“Heale, Kinge of heaven, so hie,
Borne in a crebe,
Mankinde unto Thee
Thou haste made fullye.
Heale, kinge! borne in a mayden’s bower,
Profittes did tell thou shouldest be our succore,
Thus clarkes doth saye.
Lor, I bringe thee a bell;
I praie Thee save me from hell,
So that I may with Thee dwell,
And serve thee for aye.”

The second Shepherd presents a flagon with a spoon, and the third a cap, but finishes his speech with some degree of pathos.

“This gueifte, Sonne, I bringe Thee is but small,
And though I come the hyndmoste of all,
When Thou shall them to Thy blesse call,
Good Lorde, yet thinke on me.”

Well may we say, seeing how small our gifts are, “Good Lord, yet think on me.”

In the second century, Telesphorus refers to the Christians celebrating public worship, on the night of the Nativity, and then solemnly singing the angels’ hymn, because in the same night, Christ was declared to the Shepherds by an angel; and in the early times of Christianity the bishops were accustomed to sing hymns on Christmas Day among their clergy.

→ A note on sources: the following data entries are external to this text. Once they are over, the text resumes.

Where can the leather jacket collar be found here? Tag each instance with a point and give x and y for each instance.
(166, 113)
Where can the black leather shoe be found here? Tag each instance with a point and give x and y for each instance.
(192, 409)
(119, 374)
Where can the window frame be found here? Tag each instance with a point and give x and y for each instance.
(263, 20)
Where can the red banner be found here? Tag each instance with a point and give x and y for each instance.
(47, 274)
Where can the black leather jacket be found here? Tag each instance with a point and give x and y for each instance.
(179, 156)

Aurelius Prudentius, towards the end of the fourth century, wrote a divine hymn or carol in Latin, which is still extant; but, besides that it consists of twenty-nine stanzas, it is not of sufficient general interest to be printed here.

The Bretons were very similar in manners and language to the inhabitants of Britain, many of them having had the same origin, and being, in fact, a colony from our island. The Cornouaille of Bretagne, however, must not be confounded with our province of that name by the well-wishers of the latter, because the romance writers do not speak in such terms of some of their knights as their friends might have desired.

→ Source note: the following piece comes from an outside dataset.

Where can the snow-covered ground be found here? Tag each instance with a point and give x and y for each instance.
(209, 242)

There is a Breton song, said to be as old as the fifth century, arranged as a dialogue between a Druid and a scholar, which is similar in idea and construction to the carol beginning, “In those twelve days,” and to that called ‘Man’s Duty,’ though the twelve subjects given are quite different from those in the carols, and refer to some druidical superstitions. It is called ‘Ar Rannou,’ or ‘Les Series,’ and is in the “dialecte de Cornouaille.” The early missionaries engrafted on this a poem or song of the same construction, where the twelve subjects were connected with the Christian religion, and agree much with those in the carols, which there is fair reason to suppose may have been taken from this early poem. These subjects are,—one God; two Testaments; three Patriarchs; four Evangelists; five books of Moses; six water-vessels at Cana of Galilee; seven Sacraments; eight Beatitudes; nine degrees of Angels; ten Commandments; eleven stars that appeared to Joseph; twelve Apostles. The hymn itself is in Latin, and at the end of each verse all the previous subjects are repeated in the style of the ‘House that Jack built,’ an example to which I refer simply from its being so well known, the style itself being of great antiquity, and taken originally from an old Hebrew hymn, of which some particulars, with a translation, may be found in Halliwell’s ‘Nursery Rhymes of England;’ but the butcher, the ox, the dog, and the cat, with the other characters mentioned there, have all a mystical meaning. The last verse of the old Latin hymn may be given as a specimen:—

“....Die mihi quid duodecim?
....Duodecim Apostoli;
Undeim stellæ
A Josepho visæ:
Decem mandate Dei,
Novem angelorum chori,
Octo beatitudines;
Septem sacramenta;
Sex hydriæ positæ
In Cana Galileæ;
Quinque libri Moysis,
Quatuor Evangelistæ,
Tres Patriarchæ,
Duo testamenta;
Unus est Deus,
Qui regnat in Cœlis.”

In the fourth century, St. Ambrose introduced the chant known by his name, at Milan, of which he was the bishop, and some reformation took place in church music; and when the Gregorian chant was composed, about two centuries later, a still greater advance was made. The Anglo-Saxons, after their conversion, preserved their fondness for religious music, it being a common practice in their guilds that each member should sing two psalms daily, one for the dead, and the other for the living members. Particular hymns were appropriated to particular feasts; the Nativity, therefore, especially had its own. When the Anglo-Normans obtained the government, they equally encouraged music, and introduced greater pomp into their ceremonies.